Bull and gore: On jallikattu

As a danger to life and limb persists, it is time to introduce protective gear for jallikattu

January 20, 2020 12:02 am | Updated December 04, 2021 10:42 pm IST

Seen by the courts as cruelty on bulls, but celebrated in Tamil Nadu as a display of valour, the rural sport of jallikattu is an inevitable part of the Pongal season in the State. It is promoted as a tourist attraction by the government and its appeal as a symbol of Tamil culture remains the same year after year. It is only the odd voice that sees it as a relic of a feudal past. However, one aspect that remains unchanged — through the years in which the legality of the bull-taming sport was questioned, the event itself banned, and then restored by law — is that every season, it leaves a few dead and scores wounded. Often, these wounds are a trauma doctor’s nightmare, given the grievous nature of the bull gore injuries. It is an event that cries for maximum regulation. The regulations have been tightened from time to time, and no event takes place without official permission or medical supervision.

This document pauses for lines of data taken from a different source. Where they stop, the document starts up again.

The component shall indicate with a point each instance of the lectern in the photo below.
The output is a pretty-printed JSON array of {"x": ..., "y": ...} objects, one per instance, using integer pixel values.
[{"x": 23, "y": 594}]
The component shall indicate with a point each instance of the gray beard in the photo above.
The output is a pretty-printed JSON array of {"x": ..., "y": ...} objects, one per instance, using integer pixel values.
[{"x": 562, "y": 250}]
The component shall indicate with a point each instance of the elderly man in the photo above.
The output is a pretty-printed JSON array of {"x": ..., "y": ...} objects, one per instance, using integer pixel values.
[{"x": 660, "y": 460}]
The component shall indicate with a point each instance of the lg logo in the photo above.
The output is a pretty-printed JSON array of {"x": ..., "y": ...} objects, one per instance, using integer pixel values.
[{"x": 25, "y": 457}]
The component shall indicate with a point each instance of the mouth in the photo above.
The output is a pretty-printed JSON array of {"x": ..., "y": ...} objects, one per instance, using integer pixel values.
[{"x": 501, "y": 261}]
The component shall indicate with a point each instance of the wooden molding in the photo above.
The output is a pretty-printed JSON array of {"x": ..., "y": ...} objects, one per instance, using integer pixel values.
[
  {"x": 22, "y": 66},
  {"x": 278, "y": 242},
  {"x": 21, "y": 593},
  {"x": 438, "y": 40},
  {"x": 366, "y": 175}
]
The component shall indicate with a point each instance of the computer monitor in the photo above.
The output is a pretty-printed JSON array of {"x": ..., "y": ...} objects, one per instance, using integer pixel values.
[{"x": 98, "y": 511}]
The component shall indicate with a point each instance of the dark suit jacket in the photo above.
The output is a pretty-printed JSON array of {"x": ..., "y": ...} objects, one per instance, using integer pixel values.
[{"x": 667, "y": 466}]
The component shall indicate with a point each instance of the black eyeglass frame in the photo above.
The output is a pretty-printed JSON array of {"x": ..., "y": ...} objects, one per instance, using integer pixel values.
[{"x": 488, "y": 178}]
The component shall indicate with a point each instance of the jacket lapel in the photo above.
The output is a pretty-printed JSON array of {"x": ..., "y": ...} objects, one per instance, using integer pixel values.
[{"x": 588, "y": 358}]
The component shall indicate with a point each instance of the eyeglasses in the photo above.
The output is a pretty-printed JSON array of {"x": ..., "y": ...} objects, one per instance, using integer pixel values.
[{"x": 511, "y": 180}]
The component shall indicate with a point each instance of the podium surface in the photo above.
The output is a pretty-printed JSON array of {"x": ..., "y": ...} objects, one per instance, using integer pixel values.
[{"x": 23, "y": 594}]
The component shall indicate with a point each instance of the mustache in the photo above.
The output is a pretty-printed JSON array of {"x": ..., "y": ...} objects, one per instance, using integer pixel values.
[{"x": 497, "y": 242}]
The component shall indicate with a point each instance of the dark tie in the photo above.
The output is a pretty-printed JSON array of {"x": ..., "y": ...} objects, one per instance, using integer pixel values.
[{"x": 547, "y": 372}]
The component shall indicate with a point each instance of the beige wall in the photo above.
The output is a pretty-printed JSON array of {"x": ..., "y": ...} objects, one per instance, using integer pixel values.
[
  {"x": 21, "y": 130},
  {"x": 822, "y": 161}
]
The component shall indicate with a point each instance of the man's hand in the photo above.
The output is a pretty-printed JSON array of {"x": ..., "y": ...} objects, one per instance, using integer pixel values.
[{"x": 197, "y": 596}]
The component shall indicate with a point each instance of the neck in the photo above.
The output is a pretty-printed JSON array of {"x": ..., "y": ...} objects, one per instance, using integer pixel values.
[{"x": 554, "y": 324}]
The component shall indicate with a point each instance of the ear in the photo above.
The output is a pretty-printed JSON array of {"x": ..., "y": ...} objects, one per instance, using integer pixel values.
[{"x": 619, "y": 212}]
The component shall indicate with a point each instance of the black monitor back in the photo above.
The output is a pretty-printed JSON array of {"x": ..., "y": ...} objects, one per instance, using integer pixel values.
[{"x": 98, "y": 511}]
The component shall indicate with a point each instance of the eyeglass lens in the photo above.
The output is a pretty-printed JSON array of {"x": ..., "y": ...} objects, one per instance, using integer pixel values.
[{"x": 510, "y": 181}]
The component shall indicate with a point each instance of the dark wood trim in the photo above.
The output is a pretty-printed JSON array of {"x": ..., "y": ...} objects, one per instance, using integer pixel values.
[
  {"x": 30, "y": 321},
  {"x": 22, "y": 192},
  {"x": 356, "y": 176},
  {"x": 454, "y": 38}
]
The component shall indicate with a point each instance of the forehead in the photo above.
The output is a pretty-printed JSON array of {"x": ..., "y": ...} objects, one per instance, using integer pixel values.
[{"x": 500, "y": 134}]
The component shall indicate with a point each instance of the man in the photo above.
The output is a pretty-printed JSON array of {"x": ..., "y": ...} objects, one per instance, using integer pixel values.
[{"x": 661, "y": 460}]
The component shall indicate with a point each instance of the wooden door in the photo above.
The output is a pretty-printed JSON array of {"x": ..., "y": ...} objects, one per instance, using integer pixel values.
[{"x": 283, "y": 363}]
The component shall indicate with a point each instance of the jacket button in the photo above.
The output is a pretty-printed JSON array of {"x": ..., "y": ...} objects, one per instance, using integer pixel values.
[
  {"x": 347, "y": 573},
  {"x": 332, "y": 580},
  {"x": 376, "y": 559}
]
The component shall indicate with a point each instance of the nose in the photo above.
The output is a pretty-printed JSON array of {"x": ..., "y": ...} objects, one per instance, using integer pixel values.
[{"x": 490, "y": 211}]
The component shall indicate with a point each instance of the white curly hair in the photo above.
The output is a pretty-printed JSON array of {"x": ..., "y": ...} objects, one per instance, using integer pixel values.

The playing arena is protected by double barricades, the entry point and ‘collection point’, where the bulls are to be taken back by the owners after they leave the arena, are supposed to have sufficient protective features to minimise incidents that lead to injuries and fatalities. Yet, some have died in the main events that took place in the last few days; they include bull owners, spectators and an organiser. The victims were mostly gored or stomped upon. Over a hundred are being treated for injuries, some of which are quite serious, marked by internal ruptures that may have a lasting effect on the victims.


The truth about jallikattu is that it is well nigh impossible to hold an incident-free event. Even conceding that every sport has an element of the danger of injury, especially contact sports, the distinguishing feature of events involving animals is that they are driven by the instinct of self-preservation and anxiety, and are not bound by rules and reason the way human participants are. Inevitably, the human casualty list is higher, even though it has been long argued, and even judicially determined that jallikattu constitutes a grave violation of animal rights and a perpetration of cruelty on them. Popular sentiment, political patronage and the cultural instinct to preserve practices that hark back to a hoary past contribute collectively to the continuance of the sport. Other virtues attributed to it include giving native breeds a good shot at survival and an opportunity to youth to develop a robust outlook even while earning rewards. What should ultimately matter, above all, is that any activity that endangers participant and onlooker alike should be held under rigorously monitored regulations and restrictions. It is also time that appropriate protective gear is devised and made mandatory for participants.